When I ask why he doesn’t just go back home, Amadou tells me his family is from Guinea , hundreds of miles away and across an international border. This is not just a Senegalese phenomenon: nearly two-thirds of the children come from the neighboring countries of Mali and Guinea-Bissau; the extreme poverty in these places, coupled with the huge family sizes and lack of food, make parents more susceptible to the false claims perpetrated by these marabouts, with the hope their children will be taken care of and fed well. As my nine year-old friend tells me, this is hardly the case. As the boys’ physical appearance indicates, their health is neglected as most suffer from respiratory illness, skin problems or parasites. Faced with such a traumatic life on the streets, these boys long to be reunited with their families and once the parents learn of their deception in the name of religion, they happily accept their childrens’ return.

Coming face-to-face with throngs of child beggars everyday, for they often gravitate towards a toubabe (white man) like myself, I am faced with a conundrum: while I do not want to enrich their manipulative masters with my money, I shudder to imagine them being beaten if they cannot come up with enough change at the end of the day. When I have food on me, I pass some along to them, but there are times when their insistence gets under my skin, at which point I ask them to leave me alone.
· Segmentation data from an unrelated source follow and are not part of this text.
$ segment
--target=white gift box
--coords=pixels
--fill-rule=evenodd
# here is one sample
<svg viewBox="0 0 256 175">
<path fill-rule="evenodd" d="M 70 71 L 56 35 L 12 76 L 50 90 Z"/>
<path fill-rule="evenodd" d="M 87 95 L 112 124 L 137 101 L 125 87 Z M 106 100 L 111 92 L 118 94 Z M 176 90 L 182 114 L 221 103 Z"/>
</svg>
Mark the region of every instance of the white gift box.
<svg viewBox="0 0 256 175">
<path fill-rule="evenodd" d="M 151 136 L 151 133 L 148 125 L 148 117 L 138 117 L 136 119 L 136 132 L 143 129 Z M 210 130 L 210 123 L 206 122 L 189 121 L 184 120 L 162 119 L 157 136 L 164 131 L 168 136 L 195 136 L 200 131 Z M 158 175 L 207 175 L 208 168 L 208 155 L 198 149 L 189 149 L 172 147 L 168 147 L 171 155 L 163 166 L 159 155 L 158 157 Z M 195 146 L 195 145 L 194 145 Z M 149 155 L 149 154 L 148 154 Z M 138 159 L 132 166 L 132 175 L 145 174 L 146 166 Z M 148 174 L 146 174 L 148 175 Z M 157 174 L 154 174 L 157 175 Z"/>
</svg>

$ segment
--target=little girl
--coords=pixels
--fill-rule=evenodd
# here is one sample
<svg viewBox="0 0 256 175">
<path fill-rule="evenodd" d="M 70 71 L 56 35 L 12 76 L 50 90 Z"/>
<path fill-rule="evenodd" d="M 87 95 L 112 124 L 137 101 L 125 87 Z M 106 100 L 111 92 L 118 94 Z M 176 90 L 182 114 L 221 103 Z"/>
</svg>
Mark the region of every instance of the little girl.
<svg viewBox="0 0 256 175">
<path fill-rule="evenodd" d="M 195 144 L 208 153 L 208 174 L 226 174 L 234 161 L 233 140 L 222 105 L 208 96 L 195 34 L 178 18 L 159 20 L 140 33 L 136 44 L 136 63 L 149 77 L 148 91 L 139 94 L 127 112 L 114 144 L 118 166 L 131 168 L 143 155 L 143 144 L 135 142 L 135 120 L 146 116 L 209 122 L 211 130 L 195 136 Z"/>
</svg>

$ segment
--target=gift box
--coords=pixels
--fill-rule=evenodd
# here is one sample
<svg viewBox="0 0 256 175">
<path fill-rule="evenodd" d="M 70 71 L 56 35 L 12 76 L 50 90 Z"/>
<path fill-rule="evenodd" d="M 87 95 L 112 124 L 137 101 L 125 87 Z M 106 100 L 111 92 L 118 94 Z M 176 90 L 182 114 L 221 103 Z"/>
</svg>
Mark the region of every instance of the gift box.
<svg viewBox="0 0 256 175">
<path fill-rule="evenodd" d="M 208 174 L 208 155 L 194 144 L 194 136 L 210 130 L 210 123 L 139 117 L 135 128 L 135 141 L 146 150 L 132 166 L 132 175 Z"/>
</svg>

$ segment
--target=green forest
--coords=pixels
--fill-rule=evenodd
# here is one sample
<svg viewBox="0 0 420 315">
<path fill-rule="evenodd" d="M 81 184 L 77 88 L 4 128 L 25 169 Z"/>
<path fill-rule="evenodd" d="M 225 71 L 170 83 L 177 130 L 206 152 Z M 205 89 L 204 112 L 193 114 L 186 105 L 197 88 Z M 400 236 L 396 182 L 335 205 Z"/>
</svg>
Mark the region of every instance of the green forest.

Playing with them at L’Empire des Enfants though, I am able to see them in their true form: not pestering beggars but wonderful children, each of them longing for the attention and affection they deserve. As I sat at lunch, eating Ceebu Jën, the traditional rice and fish meal from a communal platter with my new friends (http://fr.youtube.com/watch?v=l9HckIEzCZg), I experienced one of the strange manifestations of mixed emotions that Africa seems to evoke: on the one hand, deep sadness at the horrible fate being perpetrated upon these innocent children, the ultimate victims of circumstances out of their control, and on the other hand, a profound gratefulness that people like Madame Bow and the rest of the staff here at this center have banded together to rescue these kids from their dreadful fate. This dichotomy between desperation and hope pervades daily life here as I experience this African manifestation of ying and yang on a daily basis.

On behalf of 100 Friends, we donated $500 worth of kitchen supplies, food and medicine for the children of L’Empire des Enfants. I can only hope that with our collective help, more and more of these kids will be returned to their families, spared the trauma of their current suffering and able to once again enjoy the childhood they all deserve. Thank you for your support!